Female Prisoner #701: Scorpion
The Lone Wolf films were one of the two most important and violent series in Japan’s early ’70s cinema, and by what’s probably no coincidence, you can find the other series collected in a recent Blu-ray/DVD pack by Arrow Films, the Criterion of exploitation. Yes, I refer to the four films in Female Prisoner Scorpion: The Complete Collection, and they’re a strong brew, indeed.

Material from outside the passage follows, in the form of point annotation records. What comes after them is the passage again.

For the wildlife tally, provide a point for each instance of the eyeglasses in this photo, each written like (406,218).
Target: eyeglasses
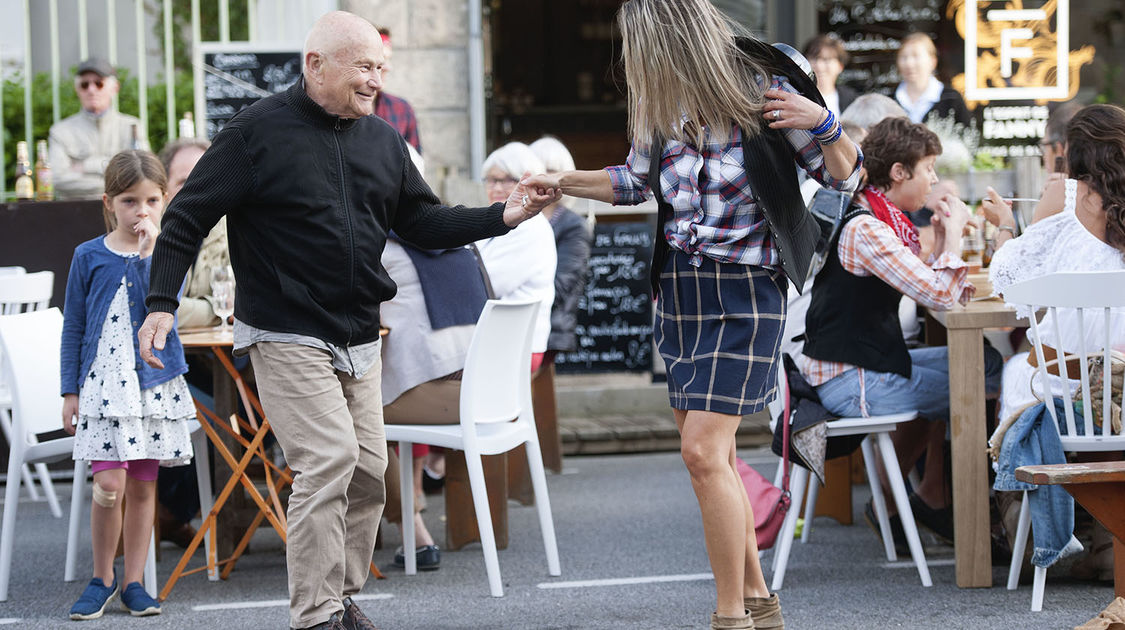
(501,181)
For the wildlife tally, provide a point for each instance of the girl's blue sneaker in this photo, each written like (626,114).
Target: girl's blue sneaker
(136,600)
(93,600)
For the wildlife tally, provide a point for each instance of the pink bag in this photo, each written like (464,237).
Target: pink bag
(770,503)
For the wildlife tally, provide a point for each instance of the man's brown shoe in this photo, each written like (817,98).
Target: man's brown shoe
(766,612)
(354,619)
(744,622)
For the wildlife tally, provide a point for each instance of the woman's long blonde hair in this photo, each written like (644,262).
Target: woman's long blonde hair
(681,60)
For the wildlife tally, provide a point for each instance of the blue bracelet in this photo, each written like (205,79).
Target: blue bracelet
(826,126)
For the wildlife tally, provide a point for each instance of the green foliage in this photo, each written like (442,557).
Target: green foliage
(128,101)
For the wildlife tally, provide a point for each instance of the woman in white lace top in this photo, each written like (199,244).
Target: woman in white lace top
(1088,235)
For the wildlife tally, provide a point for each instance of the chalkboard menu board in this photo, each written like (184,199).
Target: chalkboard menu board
(872,30)
(615,313)
(235,75)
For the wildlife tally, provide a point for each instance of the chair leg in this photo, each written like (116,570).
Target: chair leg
(484,521)
(784,542)
(1019,545)
(78,507)
(1037,587)
(8,527)
(203,478)
(406,501)
(48,489)
(810,507)
(150,568)
(899,488)
(543,506)
(878,502)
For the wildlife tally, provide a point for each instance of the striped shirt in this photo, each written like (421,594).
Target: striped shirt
(869,246)
(714,213)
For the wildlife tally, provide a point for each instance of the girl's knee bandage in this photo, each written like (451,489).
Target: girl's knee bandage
(104,497)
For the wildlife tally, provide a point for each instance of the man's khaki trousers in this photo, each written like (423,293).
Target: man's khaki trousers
(330,426)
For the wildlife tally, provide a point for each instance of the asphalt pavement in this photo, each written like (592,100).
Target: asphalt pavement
(632,554)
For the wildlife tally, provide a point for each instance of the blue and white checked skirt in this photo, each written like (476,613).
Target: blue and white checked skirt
(719,327)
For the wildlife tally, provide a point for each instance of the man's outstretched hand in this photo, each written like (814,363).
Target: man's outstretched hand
(527,200)
(153,333)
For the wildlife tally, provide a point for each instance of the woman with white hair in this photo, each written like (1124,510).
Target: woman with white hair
(717,124)
(520,263)
(572,248)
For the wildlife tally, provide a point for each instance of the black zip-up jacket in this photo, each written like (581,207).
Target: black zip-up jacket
(309,199)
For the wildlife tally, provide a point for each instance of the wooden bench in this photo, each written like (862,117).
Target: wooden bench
(1099,487)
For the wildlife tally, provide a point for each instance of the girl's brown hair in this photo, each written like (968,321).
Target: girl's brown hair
(896,140)
(124,171)
(1096,155)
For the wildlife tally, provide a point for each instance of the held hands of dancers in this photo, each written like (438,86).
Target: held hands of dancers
(528,198)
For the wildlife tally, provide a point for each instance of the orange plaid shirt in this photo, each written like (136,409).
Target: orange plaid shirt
(867,246)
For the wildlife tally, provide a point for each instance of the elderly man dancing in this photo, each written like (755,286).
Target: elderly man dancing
(311,185)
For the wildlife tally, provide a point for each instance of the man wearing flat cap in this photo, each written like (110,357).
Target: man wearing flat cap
(82,144)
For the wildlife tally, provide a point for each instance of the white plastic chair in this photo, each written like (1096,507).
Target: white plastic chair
(876,429)
(495,417)
(1091,295)
(20,291)
(30,343)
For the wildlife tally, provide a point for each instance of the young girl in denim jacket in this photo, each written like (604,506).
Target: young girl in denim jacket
(127,419)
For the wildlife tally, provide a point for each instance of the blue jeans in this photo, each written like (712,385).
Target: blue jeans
(926,392)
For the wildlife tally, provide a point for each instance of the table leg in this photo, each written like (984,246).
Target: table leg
(972,545)
(1103,502)
(460,516)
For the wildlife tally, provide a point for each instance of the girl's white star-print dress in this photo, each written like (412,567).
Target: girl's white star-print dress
(117,420)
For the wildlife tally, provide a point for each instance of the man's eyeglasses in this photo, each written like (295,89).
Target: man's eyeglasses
(501,181)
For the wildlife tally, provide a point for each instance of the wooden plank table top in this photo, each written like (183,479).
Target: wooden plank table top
(964,327)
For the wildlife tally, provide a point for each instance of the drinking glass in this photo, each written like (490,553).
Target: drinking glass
(223,294)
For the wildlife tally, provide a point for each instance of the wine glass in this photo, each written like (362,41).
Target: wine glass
(223,294)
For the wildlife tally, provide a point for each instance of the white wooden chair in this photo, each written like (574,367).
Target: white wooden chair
(20,291)
(876,429)
(1090,298)
(30,343)
(495,417)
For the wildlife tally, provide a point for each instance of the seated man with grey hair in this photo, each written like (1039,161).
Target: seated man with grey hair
(82,144)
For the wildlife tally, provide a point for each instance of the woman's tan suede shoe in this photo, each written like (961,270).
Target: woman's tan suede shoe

Basically the ultimate “women in prison” films, these factor in the burgeoning feminist movement that was equally part of the radical ferment in this rapidly changing traditional culture where everyone was expected to remain politely in their designated places. These movies center on the transgressive and terrifying heroine-fueled by sheer rage and played by Meiko Kaji, sporting a floppy black hat and full length black trench coat that might have influenced The Matrix.
When she’s railroaded into prison and suffers typical abuses, she responds by transmogrifying from a doormat into an impassive, cold-blooded avenging angel who organizes her fellow inmates into a radical union committed to overturning the system. Personal vengeance becomes an anarchic political movement marked by mayhem.
Directed by Shunya Ito and Yasuharu Hasebe, these are hyper-stylized, adrenaline- (or estrogen?) fueled films of disorienting angles, rapid cuts and majestic musical cues, and their unsubtle message is that the entire male-dominated society is a women’s prison. Yes, these movies can be dismissed as trash, at your peril, but rarely has trash conveyed such a righteous revolutionary vision, nor one that combines class and gender so handily. We’re consistently left with the idea that united women are unstoppable and will not be subdued. That’s what can make movies like this so dangerous.
And now, a few chocolates? I like the ones with coconut or hazelnuts. I think they go with a final touch of gouda and a dash of sparkling Asti as we wind down with a little Satie. You’re not driving, are you? I hope this has given you a few pointers on recent Blu-rays, but really, it’s impossible to keep up, isn’t it? Happy viewing.